Adolescent depression and anxiety are not new issues, but social media’s role in intensifying their symptoms is characteristic of our generation. With this play moving to screens, the film displays the overwhelming nature of digital media more effectively than could be done on stage, such as through a Google-searching montage and Instagram posts. Though the perils of the internet are often denigrated as a trivial teenage obsession with technology, the cast and crew were respectful of the damage they can inflict. 

“If you were to do a documentary about the young person today, the phone would be in his or her hand,” Chbosky said. “It’s as natural as breathing now. As a director, I tried to take a very non-judgemental look at it. We know there are many ills to [social media]: we know that when you post on Instagram, it’s not your real life, yet when we look at other’s posts we think it is their real life.”

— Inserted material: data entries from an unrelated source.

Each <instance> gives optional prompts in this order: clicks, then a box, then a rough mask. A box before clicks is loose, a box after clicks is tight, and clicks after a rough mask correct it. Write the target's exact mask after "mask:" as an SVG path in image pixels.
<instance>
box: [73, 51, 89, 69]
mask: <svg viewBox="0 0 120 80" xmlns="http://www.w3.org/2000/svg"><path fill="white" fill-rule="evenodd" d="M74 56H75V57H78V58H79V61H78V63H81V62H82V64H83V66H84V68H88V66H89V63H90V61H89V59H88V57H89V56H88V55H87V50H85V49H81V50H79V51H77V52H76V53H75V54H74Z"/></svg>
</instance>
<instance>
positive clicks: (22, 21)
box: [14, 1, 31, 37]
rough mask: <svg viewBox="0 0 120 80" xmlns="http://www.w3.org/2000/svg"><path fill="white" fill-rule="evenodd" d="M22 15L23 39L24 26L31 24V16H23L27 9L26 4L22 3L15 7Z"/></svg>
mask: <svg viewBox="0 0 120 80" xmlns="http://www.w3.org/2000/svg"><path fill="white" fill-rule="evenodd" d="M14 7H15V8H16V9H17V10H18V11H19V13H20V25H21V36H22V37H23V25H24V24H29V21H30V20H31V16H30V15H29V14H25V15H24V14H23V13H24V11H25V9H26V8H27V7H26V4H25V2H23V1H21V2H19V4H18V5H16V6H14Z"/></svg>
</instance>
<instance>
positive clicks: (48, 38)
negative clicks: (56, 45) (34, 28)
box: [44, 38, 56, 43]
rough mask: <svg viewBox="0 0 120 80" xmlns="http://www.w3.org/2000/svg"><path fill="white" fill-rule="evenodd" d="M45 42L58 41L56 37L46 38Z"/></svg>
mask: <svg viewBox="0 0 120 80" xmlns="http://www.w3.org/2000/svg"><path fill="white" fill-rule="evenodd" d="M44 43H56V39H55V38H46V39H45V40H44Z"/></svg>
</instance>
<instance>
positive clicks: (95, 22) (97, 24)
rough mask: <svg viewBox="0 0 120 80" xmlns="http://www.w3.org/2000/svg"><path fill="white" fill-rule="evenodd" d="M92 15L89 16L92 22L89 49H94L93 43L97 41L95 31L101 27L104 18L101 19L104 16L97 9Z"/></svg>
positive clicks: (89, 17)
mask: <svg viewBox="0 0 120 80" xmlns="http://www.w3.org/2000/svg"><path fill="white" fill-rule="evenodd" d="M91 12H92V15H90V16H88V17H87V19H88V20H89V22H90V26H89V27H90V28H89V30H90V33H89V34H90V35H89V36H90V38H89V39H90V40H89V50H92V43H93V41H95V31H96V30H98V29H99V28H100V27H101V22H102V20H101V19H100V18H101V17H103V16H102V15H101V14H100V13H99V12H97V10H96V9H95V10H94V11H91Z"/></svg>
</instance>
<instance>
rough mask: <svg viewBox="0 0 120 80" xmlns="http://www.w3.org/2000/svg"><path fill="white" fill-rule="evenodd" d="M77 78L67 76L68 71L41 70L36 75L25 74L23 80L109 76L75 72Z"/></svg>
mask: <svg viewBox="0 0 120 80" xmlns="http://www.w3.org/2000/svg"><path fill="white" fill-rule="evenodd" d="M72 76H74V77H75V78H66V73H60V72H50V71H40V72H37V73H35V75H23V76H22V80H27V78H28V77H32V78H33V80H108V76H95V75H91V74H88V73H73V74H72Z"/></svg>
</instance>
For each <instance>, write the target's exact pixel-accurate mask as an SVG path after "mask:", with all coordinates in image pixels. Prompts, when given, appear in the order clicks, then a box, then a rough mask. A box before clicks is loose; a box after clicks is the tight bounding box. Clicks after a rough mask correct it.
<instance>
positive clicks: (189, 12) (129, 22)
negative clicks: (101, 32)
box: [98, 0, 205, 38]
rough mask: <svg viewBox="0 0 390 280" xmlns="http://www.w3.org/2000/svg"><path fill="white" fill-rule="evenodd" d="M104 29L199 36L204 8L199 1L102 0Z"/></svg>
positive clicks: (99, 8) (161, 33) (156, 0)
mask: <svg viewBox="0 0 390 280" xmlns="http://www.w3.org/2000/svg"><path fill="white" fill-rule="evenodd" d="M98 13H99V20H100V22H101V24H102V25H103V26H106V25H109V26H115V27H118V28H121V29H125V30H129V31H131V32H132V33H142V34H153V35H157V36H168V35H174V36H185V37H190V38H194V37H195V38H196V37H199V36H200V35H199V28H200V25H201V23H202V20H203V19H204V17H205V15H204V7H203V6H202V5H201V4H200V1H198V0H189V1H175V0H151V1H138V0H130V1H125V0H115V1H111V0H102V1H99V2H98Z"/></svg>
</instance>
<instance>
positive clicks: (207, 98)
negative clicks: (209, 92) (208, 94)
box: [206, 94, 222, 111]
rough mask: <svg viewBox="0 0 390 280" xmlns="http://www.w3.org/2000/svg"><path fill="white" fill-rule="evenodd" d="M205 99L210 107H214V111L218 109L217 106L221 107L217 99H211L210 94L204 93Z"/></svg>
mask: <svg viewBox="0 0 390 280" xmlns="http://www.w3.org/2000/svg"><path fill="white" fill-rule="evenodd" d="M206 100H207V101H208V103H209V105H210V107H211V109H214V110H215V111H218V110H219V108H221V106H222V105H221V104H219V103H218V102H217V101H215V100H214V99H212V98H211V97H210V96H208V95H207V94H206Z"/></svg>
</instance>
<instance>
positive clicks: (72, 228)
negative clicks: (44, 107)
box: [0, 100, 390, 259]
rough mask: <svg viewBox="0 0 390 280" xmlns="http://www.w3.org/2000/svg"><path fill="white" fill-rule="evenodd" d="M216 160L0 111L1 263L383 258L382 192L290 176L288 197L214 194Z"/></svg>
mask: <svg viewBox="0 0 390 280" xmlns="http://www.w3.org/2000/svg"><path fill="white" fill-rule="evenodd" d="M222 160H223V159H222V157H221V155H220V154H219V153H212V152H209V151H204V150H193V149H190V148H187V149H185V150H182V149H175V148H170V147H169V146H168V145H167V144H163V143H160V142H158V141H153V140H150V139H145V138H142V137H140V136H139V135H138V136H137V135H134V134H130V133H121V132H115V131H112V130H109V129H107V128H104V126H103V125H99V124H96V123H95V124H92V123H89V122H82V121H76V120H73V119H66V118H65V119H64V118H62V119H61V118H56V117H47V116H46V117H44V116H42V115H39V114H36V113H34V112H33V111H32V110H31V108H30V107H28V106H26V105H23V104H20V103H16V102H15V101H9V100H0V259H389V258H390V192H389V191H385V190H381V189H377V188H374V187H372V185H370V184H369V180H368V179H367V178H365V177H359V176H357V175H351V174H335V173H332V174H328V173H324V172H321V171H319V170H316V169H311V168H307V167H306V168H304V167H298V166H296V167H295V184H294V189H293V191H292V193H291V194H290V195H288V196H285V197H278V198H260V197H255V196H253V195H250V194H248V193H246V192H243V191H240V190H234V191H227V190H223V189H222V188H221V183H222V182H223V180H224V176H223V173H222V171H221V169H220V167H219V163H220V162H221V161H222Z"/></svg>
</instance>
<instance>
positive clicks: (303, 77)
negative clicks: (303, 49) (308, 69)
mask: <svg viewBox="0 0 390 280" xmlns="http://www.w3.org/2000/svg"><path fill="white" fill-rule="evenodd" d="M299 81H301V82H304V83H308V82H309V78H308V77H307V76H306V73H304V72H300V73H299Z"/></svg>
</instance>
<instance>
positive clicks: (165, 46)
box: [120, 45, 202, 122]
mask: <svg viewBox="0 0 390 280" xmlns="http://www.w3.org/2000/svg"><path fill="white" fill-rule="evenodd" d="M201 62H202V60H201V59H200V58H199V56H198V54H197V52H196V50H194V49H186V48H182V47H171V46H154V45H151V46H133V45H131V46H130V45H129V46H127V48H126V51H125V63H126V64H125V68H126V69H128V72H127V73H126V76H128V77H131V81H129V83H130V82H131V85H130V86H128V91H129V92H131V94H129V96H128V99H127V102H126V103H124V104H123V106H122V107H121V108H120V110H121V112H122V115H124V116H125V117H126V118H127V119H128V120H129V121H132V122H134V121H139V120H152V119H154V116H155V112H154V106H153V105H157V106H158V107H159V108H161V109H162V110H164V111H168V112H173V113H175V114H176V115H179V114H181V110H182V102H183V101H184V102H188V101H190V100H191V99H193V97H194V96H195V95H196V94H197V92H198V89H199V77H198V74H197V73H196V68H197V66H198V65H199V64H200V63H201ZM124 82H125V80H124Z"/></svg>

This blurry disconnection between the virtual and real — social media slowly defining identity, rather than expressing it — is one of Evan’s main dilemmas. Though he and classmate Alana (Amandla Stenberg) use the breadth of the internet to spread an inspiring message (through Evan’s song “You Will Be Found”), the internet is also used to harass Connor’s family, the people Evan was trying to protect from the beginning. 

“When we started writing the show in 2011, social media seemed to be positive and negative,” Levenson said. “I think the last 10 years have shown that there are more things about it that are not great than that are great. What we want to show in the film, if nothing else, is that it’s not the whole world. It can feel like everything is on there, and in the end, Evan does have to disconnect a little bit and find himself somewhere else.”

Although many students suffer from mental health issues, not everyone feels or expresses them in the same way. Alana, for example, is the well-rounded student body president — she is confident and collected on the surface, but she still deals with anxiety. And for Stenberg, encouraging mental health help within the Black community was a crucial part of this role.

“Steven Levenson and I had a lot of conversations going into production to make sure that Alana was not this token-sidekick Black girl character,” Stenberg said. “We wanted to make sure you had a really comprehensible view of her internal life too. We really delved into her mental health journey and the ways in which she is contending with that.”

In a song not included in the original Broadway musical, Alana sings about she is “the girl who stays in motion so she won’t fall.” Though pouring your energy into work may be a coping mechanism, it suppresses emotional issues rather than addressing them. Such a method of dealing with problems appears productive, but at what cost?

“I think that young people should feel unique in as many ways as possible, but I hope the one way [the movie] makes them feel entirely not unique is that everyone is lonely at some time, isolated at some time and struggling with their own mental and emotional health,” Platt said. “There’s nothing shameful about that, nothing that makes you unloveable, and it’s not a burden to communicate that to friends and family.”